Can entity resolution handle billions of records?

Yes, with the right architecture. Blocking reduces the comparison space, and distributed computing (Spark, cloud services) parallelizes the work. Senzing claims billions of records on 1000-node clusters. AWS Entity Resolution handles large datasets as a managed service. Splink handles 100M+ records on Spark.

Does entity resolution require machine learning?

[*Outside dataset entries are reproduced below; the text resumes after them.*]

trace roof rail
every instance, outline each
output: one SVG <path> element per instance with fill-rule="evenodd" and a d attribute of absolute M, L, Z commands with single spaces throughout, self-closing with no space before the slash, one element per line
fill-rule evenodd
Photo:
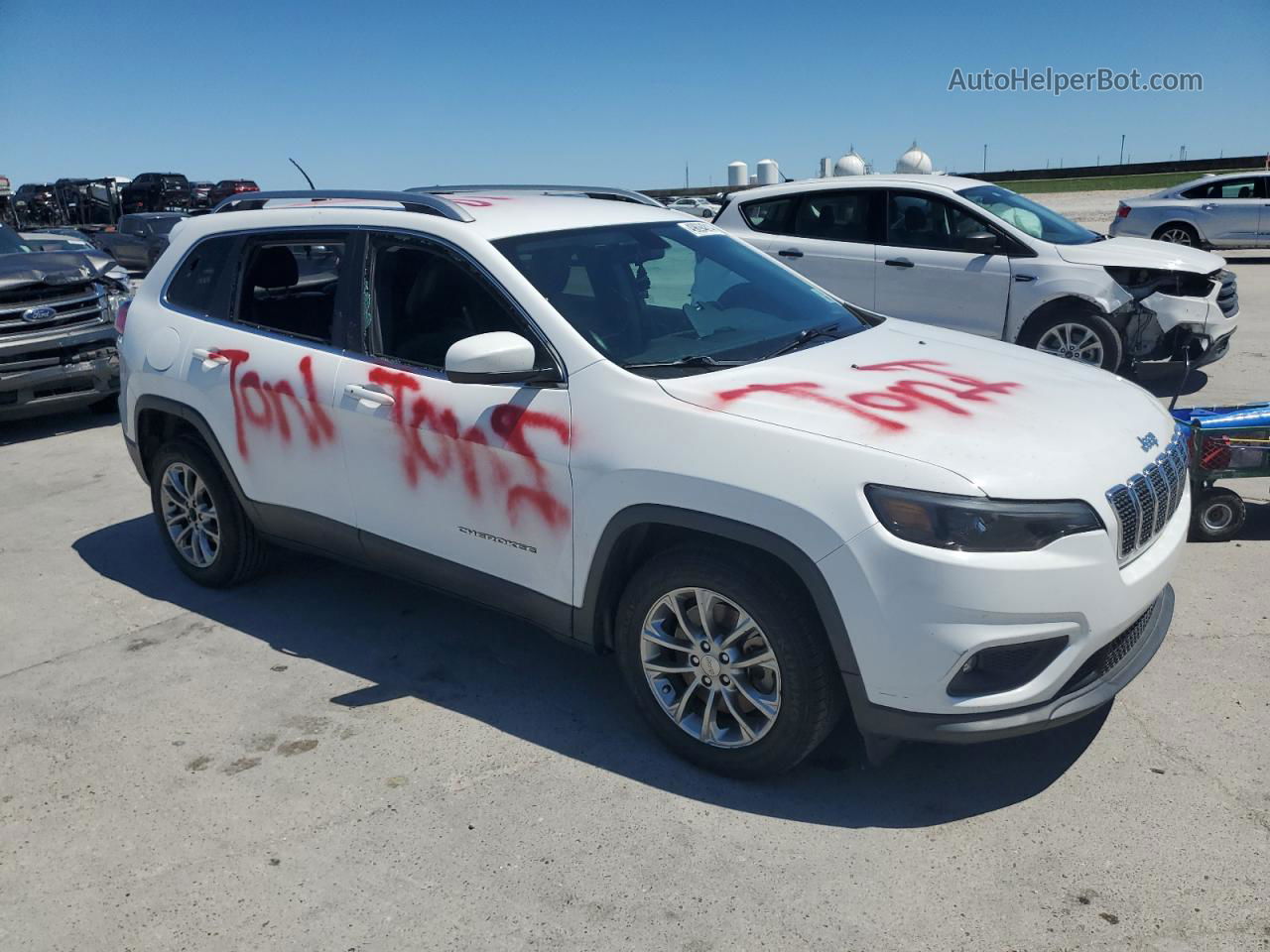
<path fill-rule="evenodd" d="M 406 192 L 415 195 L 448 195 L 460 192 L 538 192 L 544 195 L 585 195 L 587 198 L 607 198 L 615 202 L 650 204 L 654 208 L 663 207 L 655 198 L 649 198 L 641 192 L 610 188 L 607 185 L 420 185 L 408 188 Z"/>
<path fill-rule="evenodd" d="M 316 189 L 309 192 L 246 192 L 240 195 L 226 198 L 212 212 L 249 212 L 264 208 L 274 199 L 309 201 L 309 202 L 339 202 L 349 199 L 353 202 L 395 202 L 408 212 L 419 215 L 439 215 L 450 221 L 475 221 L 462 206 L 457 206 L 438 195 L 415 194 L 406 192 L 358 192 L 356 189 Z"/>

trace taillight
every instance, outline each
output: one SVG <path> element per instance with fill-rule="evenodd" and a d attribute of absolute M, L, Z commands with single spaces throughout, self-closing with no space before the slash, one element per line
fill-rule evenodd
<path fill-rule="evenodd" d="M 128 322 L 128 308 L 132 307 L 132 298 L 126 297 L 114 308 L 114 333 L 123 334 L 123 325 Z"/>

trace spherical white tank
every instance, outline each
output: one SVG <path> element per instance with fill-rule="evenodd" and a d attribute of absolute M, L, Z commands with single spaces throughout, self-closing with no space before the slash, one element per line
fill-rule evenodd
<path fill-rule="evenodd" d="M 834 175 L 864 175 L 865 160 L 855 152 L 847 152 L 833 166 Z"/>
<path fill-rule="evenodd" d="M 930 175 L 931 168 L 931 157 L 917 147 L 916 141 L 895 161 L 895 171 L 900 175 Z"/>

No. Deterministic matching with explicit rules works well for many use cases, especially when data has strong identifiers (email, phone, SSN). ML-based approaches are most valuable when data is messy and rules are hard to articulate. Many production systems use deterministic rules for 80% of matches and ML for the remaining 20%.

How often should entity resolution run?

It depends on data velocity. Batch systems run daily or hourly. Real-time systems process records as they arrive. For most B2B data teams, a daily batch reconciliation with an incremental real-time API for new records is a good starting architecture.